Some questions about profiler API

dotnet / runtime

.NET is a cross-platform runtime for cloud, mobile, desktop, and IoT apps.

https://docs.microsoft.com/dotnet/core/

MIT License

15.15k stars 4.71k forks source link

Some questions about profiler API #9685

Closed ww898 closed 3 years ago

ww898 commented 6 years ago

Our profiler excavates static variable values during the GC finished event and everything works perfectly till the GC where the first collectible assembly was silently unloaded. And we get crash after that. Now we disabled static variables for collectible assemblies. How to detect the moment during GC after that I can understand that the module was collected?
Our profiler gathers field names information in every object and assign it to incoming references. It's a bit complicated algorithm which depends on some current CLR undocumented behavior. The most important is: I expect that you process arrays from lower index to high one during GC. I did it because the alghoritm is O(x^2) and it's very very slow for large arrays.

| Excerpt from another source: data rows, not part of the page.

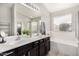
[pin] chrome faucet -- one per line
(18, 38)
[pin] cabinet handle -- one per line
(8, 53)
(29, 53)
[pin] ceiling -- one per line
(53, 7)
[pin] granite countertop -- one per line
(11, 44)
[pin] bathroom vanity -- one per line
(35, 46)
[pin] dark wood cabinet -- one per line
(37, 48)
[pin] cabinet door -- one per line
(10, 53)
(34, 51)
(42, 49)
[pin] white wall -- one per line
(5, 16)
(66, 49)
(45, 16)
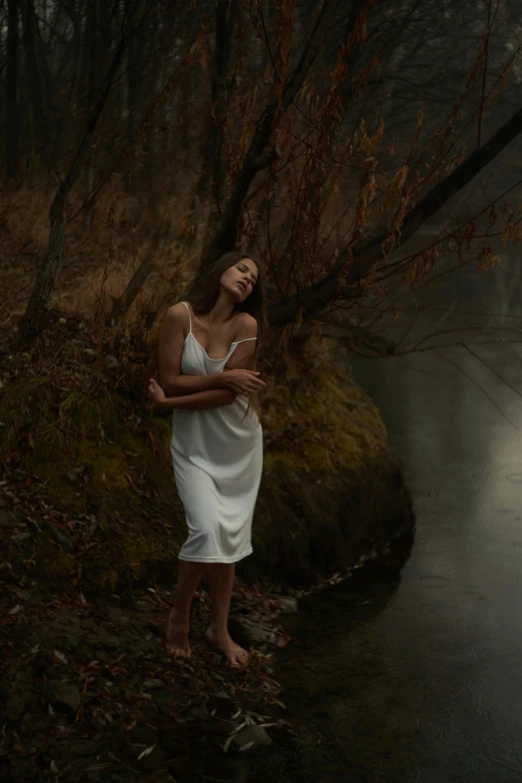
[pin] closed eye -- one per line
(252, 277)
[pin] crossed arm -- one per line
(196, 392)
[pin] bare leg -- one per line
(176, 631)
(221, 577)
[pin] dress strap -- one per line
(190, 317)
(246, 340)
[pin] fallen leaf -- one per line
(146, 752)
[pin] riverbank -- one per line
(91, 527)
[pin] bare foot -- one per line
(176, 635)
(235, 654)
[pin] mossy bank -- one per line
(332, 488)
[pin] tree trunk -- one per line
(256, 158)
(365, 257)
(34, 317)
(39, 113)
(11, 88)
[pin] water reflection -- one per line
(420, 679)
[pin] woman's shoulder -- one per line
(245, 326)
(178, 315)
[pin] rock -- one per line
(251, 734)
(60, 538)
(65, 696)
(14, 707)
(286, 604)
(253, 633)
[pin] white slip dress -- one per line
(217, 456)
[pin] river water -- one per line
(417, 677)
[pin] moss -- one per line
(329, 490)
(61, 565)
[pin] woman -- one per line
(207, 352)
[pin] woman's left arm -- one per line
(244, 354)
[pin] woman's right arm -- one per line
(170, 351)
(174, 384)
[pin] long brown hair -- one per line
(206, 296)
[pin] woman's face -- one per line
(240, 279)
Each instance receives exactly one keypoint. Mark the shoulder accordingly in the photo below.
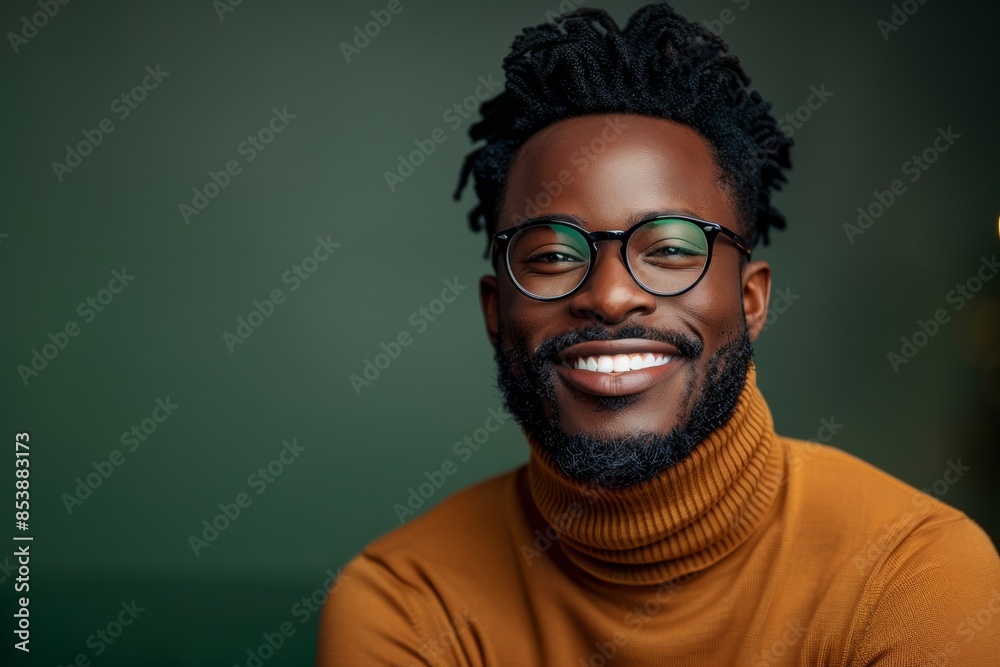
(925, 571)
(407, 594)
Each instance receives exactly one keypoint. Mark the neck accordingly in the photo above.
(684, 519)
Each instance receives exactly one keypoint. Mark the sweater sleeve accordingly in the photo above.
(933, 599)
(377, 618)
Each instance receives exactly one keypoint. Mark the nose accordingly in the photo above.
(610, 295)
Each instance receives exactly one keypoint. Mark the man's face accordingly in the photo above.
(620, 427)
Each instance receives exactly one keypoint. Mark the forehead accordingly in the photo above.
(606, 169)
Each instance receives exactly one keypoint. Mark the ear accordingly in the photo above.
(756, 295)
(489, 298)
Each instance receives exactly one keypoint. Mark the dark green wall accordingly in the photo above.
(323, 176)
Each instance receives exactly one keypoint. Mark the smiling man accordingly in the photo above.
(660, 519)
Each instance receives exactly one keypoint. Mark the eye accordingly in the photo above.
(676, 248)
(553, 257)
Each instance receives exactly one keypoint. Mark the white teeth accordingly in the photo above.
(619, 363)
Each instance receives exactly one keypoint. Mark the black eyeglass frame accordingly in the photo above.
(501, 245)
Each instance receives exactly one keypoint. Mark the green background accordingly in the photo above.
(324, 176)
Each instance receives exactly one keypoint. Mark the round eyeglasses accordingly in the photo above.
(666, 255)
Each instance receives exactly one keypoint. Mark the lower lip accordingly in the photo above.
(615, 384)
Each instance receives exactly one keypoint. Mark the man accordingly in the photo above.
(660, 519)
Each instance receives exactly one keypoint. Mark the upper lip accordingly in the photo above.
(597, 348)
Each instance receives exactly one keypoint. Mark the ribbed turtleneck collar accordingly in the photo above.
(683, 520)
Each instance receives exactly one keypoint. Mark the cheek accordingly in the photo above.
(716, 304)
(527, 318)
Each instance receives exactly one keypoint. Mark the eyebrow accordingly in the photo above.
(633, 219)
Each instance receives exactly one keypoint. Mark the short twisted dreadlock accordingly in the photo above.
(659, 65)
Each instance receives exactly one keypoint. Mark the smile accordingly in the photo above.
(616, 367)
(620, 363)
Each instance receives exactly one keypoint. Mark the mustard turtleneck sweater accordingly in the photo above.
(755, 550)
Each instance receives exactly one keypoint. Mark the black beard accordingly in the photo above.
(618, 462)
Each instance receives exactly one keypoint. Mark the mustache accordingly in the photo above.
(549, 350)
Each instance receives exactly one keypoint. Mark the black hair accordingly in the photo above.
(659, 65)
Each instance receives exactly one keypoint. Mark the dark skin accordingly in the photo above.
(653, 165)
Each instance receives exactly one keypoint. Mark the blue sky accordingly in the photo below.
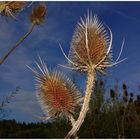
(122, 17)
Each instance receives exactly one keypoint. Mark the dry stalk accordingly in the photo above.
(85, 107)
(90, 52)
(17, 44)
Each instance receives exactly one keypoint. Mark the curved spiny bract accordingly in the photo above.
(91, 45)
(56, 93)
(9, 8)
(38, 14)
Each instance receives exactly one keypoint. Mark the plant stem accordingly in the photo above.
(17, 44)
(85, 107)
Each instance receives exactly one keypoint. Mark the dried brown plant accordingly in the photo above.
(56, 93)
(38, 14)
(90, 52)
(10, 8)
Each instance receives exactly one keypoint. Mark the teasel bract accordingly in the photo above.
(37, 17)
(56, 93)
(38, 14)
(90, 52)
(10, 8)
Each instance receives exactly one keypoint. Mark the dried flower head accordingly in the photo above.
(9, 8)
(38, 14)
(91, 46)
(112, 93)
(131, 94)
(57, 94)
(125, 93)
(124, 87)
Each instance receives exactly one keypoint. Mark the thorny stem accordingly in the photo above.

The last one trouble is virtual references in objects from collectible assemblies. CLR add the virtual reference to System.Reflection.LoadAllocator object as first element of array of references in profiling API. It works for array types and most object types except following types and its inheritors (because there is the reflection in native for manages fields):

System.RuntimeType see m_keepalive
System.Reflection.RuntimeAssembly see m_syncRoot
System.Delegate see _methodBase

Could you please make our live more simple - extend profiler API to get ability to get additional information for references such as:

the array index
the virtual collectible reference flag
the real offset in object?

Add ability to resolve ModuileID+mdTypeRef to ModuleID+mdTypeDef.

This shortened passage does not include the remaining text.